Fue en la casa de Patricia Ortiz Monasterio en donde relataba todo esto. Aquella noche se encontraban allí Fernando Ortiz Monasterio, Carmen Parra, Arnaldo Coen y otros más. Se asentó un acta en donde se establecía lo anterior, además de la forma en que moriría. Esta experiencia se vive una sola vez, pues es un acto no repetitivo que se desarrollaría de la siguiente manera:

El 31 de diciembre del año 2000, cuando termine el siglo, mis amigos serán convocados al Templo Mayor. Me acompañarán hasta la escultura de Coyolxauhqui, dama desnuda que sólo sale de noche, sobre la que tenderé mi cuerpo también desnudo. Previa consulta con un amigo médico que me dirá cuál es la mejor cicuta para morir y sabiendo el tiempo que toma para dejar la vida, me acostaré sobre la diosa -¡vaya manera de morir, poseyendo a una diosa!- y, rodeado de mis amigos, mediremos el tiempo que falte para que den las doce de la noche y entremos al nuevo siglo que me es ajeno. Bebo de una copa de plata el mejor champagne francés mezclado con la cicuta, de modo tal que al sonar la última campanada de la Catedral yo muera. Ni un segundo más del nuevo siglo (espero que mi amigo el médico conozca bien los tiempos de acción de la cicuta).

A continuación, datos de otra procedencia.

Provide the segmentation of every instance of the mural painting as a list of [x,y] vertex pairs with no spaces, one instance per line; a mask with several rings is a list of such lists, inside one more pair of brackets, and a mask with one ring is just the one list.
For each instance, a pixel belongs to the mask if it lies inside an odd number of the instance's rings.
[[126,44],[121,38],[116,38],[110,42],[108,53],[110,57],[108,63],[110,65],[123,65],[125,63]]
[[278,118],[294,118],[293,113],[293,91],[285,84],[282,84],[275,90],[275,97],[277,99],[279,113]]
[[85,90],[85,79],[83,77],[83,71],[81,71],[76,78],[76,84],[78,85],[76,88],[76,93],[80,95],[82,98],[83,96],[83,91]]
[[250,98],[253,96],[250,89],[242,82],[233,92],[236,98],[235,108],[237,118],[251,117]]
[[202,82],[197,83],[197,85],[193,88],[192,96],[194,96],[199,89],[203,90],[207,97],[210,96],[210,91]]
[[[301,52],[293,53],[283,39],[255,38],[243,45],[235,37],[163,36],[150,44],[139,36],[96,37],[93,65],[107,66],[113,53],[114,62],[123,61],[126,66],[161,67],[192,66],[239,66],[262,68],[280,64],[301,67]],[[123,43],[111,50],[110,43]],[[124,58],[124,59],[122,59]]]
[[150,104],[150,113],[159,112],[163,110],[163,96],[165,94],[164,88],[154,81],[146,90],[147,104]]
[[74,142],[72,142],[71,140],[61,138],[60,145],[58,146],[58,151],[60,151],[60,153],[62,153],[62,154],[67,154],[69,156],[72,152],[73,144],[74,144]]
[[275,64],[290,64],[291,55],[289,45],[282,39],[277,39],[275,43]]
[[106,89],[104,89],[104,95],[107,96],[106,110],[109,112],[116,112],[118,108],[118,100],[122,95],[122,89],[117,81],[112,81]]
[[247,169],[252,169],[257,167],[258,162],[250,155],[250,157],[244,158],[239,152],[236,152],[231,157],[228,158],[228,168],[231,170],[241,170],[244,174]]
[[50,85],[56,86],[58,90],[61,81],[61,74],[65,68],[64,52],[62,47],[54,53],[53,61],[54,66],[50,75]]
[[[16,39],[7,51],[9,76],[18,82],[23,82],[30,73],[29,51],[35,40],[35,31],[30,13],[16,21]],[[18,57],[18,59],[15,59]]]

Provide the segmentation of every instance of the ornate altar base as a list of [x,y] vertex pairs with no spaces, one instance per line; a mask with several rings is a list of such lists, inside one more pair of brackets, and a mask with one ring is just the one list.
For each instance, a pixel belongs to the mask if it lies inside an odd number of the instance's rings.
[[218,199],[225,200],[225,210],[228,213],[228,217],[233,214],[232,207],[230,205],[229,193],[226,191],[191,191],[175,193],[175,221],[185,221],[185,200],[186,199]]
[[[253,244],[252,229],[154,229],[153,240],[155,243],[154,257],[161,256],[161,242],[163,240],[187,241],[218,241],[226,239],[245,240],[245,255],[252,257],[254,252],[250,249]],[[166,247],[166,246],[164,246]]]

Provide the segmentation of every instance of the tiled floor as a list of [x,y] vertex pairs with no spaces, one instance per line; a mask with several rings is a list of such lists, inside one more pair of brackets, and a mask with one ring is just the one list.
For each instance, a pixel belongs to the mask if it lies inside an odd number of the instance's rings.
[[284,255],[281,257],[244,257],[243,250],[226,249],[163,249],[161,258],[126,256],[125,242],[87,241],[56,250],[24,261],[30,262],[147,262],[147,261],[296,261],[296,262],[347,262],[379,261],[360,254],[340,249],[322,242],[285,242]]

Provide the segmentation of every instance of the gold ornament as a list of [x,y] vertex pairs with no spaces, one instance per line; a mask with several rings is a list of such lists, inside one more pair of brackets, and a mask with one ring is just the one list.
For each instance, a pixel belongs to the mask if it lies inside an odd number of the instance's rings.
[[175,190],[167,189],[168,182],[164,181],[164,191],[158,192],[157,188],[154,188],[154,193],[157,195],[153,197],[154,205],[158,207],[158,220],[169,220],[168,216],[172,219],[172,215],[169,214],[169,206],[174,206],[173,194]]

Concluido el acto amoroso y mortal, mis amigos llevarán mi cuerpo cubierto con una tenue manta hasta la plaza afuera del Museo, entre el Templo Mayor y la Catedral. Allí esperará una enorme pira funeraria que, previo permiso del Gobierno del DF, habrá de encenderse para que mi cuerpo se transforme en cenizas. Mientras tanto, mis amigos gozarán de generosas libaciones sin que sospechen, ¡oh inocentes!, que la cuenta de aquella gran hecatombe les será pasada de inmediato.

Así culminará, pues, mi tránsito por este mundo...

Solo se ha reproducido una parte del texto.